Scope and Methodology Notes
Both MH-TEDS and MH-CLD include people served through state mental health authorities (SMHAs) during the state-defined 12-month reporting period. Most states elect to use the state fiscal year, which usually runs from July 1 through June 30 of the following year; however, some states define their fiscal year differently.
MH-CLD contains one record for each person served. Data items are populated by the states based on the person’s status, either at the start and end of the state’s reporting period or according to the most recently available data.
MH-TEDS contains one record for each admission to, and discharge from, a service type or setting (referred to as a treatment episode) within the client’s treatment history during the reporting period. Data collected from MH-TEDS admission records and update or discharge records are stored as two data sets. These data sets are linked using a HIPAA-compliant, nonprotected health information, unique client identifier and other key fields located in both files. Linking the records allows for the creation of a single client record comparable to the MH-CLD format.
MH-TEDS data is made compatible for analysis with MH-CLD data by developing a file with a structure similar to the MH-CLD data set. After transposing admission and discharge records from MH-TEDS into a client-level file, the MH-TEDS variables are crosswalked to MH-CLD variables. The process of creating an individual record using the MH-TEDS data allows for reporting of the individuals in both the MH-TEDS and MH-CLD data sets.
MH-CLD, while providing valuable information about mental health service use, does not represent the total national demand for mental health treatment or describe the mental health status of the national population. MH-CLD is a compilation of client-level data from facilities that SMHAs operate.
Different factors affect which types of facilities provide data, including differences in state licensure, certification, accreditation, and disbursement of public funds.

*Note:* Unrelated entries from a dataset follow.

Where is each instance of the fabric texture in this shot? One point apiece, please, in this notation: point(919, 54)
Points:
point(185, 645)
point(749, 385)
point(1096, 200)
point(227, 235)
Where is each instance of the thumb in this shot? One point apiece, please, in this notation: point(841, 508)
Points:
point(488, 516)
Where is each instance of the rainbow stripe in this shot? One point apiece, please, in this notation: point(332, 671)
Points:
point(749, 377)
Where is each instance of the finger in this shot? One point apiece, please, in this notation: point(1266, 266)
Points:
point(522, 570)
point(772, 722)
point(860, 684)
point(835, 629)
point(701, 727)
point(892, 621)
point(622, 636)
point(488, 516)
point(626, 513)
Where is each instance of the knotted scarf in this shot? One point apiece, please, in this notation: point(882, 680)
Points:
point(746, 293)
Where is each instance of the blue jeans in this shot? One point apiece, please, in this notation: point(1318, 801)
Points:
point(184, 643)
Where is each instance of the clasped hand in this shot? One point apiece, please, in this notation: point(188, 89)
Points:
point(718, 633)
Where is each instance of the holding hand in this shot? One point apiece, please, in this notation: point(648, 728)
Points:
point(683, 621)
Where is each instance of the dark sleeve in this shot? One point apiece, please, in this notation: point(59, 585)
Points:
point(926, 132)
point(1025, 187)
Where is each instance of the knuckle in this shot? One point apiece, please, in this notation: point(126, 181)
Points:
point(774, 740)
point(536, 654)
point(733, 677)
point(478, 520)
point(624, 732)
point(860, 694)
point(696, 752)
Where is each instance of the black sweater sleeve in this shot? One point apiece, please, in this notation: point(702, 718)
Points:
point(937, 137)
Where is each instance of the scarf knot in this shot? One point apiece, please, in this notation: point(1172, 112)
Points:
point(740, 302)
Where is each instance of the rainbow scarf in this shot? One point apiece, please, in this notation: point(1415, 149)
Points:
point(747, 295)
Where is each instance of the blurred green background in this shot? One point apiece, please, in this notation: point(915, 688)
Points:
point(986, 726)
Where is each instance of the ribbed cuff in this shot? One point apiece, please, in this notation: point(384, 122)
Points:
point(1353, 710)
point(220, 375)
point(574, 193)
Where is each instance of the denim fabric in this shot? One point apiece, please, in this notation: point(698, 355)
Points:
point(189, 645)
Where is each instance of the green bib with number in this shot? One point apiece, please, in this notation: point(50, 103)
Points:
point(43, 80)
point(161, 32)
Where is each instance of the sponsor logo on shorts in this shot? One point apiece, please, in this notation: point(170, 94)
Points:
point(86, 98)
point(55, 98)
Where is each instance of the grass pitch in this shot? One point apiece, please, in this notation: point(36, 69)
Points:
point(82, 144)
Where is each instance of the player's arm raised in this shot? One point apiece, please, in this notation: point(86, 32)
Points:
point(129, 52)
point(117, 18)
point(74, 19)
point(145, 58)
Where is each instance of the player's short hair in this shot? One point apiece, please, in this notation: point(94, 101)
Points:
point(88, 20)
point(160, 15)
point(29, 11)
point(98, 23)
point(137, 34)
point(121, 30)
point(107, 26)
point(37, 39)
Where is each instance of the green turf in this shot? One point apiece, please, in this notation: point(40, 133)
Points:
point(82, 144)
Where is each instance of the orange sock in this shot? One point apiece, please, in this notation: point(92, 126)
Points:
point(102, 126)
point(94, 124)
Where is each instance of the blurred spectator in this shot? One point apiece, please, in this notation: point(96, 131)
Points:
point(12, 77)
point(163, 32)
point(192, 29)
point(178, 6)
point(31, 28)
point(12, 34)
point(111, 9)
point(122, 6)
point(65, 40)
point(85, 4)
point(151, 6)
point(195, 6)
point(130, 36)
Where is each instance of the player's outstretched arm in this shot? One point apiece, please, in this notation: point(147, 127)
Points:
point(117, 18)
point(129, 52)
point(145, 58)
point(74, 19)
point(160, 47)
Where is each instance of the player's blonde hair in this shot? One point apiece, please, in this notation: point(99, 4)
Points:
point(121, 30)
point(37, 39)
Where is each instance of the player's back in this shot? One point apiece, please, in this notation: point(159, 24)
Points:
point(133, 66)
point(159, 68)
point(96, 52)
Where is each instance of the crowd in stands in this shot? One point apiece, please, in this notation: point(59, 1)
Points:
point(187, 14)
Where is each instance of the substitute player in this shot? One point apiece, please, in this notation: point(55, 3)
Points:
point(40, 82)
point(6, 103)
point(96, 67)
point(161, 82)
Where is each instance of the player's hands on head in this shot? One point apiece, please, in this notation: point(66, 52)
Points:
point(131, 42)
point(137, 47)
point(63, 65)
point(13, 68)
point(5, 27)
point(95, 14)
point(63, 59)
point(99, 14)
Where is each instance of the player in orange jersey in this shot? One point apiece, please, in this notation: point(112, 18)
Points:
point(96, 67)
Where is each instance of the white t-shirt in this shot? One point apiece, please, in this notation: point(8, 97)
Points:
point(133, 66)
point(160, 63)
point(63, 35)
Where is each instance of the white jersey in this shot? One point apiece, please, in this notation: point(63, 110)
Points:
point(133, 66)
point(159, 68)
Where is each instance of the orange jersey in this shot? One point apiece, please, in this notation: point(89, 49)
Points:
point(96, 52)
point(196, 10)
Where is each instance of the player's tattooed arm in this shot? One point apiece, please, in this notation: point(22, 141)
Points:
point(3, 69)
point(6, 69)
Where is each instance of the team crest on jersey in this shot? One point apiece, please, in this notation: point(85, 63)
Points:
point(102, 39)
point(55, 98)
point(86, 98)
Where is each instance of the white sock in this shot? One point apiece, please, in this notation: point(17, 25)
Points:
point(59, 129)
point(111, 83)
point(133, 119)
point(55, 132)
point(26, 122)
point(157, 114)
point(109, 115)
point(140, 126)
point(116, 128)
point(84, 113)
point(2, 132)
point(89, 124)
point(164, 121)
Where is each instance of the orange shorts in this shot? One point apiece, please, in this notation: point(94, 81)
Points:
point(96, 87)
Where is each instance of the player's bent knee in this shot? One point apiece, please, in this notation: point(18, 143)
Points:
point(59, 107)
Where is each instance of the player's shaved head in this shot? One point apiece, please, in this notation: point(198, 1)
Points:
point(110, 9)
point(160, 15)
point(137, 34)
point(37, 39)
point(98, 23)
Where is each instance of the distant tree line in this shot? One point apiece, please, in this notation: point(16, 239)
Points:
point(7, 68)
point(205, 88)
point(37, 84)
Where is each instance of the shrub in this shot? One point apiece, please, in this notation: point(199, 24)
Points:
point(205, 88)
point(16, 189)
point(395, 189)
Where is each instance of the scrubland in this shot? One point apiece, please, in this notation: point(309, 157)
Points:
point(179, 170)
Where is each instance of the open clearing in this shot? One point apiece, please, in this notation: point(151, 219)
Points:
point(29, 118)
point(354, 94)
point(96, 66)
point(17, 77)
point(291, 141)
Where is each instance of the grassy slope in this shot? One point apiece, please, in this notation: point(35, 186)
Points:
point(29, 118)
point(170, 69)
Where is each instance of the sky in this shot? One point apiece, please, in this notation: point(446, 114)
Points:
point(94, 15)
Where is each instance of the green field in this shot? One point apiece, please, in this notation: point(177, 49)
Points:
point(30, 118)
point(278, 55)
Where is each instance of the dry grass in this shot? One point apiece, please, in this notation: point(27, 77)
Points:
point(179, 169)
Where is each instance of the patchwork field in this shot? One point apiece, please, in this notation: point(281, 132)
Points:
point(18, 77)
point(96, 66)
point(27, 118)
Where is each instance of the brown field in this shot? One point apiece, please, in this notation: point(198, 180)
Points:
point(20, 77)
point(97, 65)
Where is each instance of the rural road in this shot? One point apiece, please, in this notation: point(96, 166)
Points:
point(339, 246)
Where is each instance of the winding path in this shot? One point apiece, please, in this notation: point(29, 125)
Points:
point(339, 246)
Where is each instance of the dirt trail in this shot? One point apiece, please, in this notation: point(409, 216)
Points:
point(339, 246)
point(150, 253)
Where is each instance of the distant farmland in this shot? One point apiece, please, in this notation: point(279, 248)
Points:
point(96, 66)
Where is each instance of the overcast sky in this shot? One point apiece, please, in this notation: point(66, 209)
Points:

For example, some SMHAs regulate private facilities and individual practitioners, while others do not. Moreover, in some states, mental health services are provided in correctional facilities under the guidance of mental health agencies, while in other states they are not.
Up to three mental health diagnoses per individual can be reported to MH-TEDS or MH-CLD. These diagnoses may not reflect all diagnoses for people served. Furthermore, some individuals have no valid mental health diagnosis reported. If the missing diagnosis is not randomly distributed across facilities, estimated prevalence rates of mental health diseases may be biased.
For methodological information for a particular year or date range, please check the codebook for a data set from the sidebar to the right.
Data Limitations
The data limitations include the following:
- MH-CLD does not represent the total national demand for mental health treatment or describe the mental health status of the national population.
- The scope of facilities reporting data is limited and varies based on the state.
- The mental health diagnoses in the data set may not represent all diagnoses for individuals served. Furthermore, some individuals have no valid mental health diagnosis reported. If the missing diagnosis is not randomly distributed across facilities, estimated prevalence rates of mental health diseases may be biased.
Confidentiality Protection
Several measures are taken to protect the confidentiality of all records. Variables that potentially identify an individual in their raw form undergo top- or bottom-coding. For example, age as a continuous variable has the potential to identify both the youngest and oldest participants in a public release file. For this reason, age is recoded for the public use file to reduce disclosure risk.
Disclosure analysis is used to identify records that remained unique after routine recoding measures were taken to protect confidentiality. Disclosure analysis is used to detect combinations of indirect identifiers that potentially link an individual to a record. Particular attention was given to the analytic importance of geographic data and of subgroup populations. Subsequently, data swapping was applied to produce the public use file in order to satisfy strict confidentiality standards while preserving its analytic value.
The original location of a record in MH-CLD cannot be known for certain due to the use of data swapping. This method has several benefits over other disclosure protection options:
- The overall impact to the data is typically small.
- Nearly all the data are left intact.
- Data for special populations (for example, minorities) are no more impacted than other data.
- The procedures typically do not affect any analytic uses of the file.
- The procedures allow greater detail to remain on the public use file (for example, the original ethnicity codes).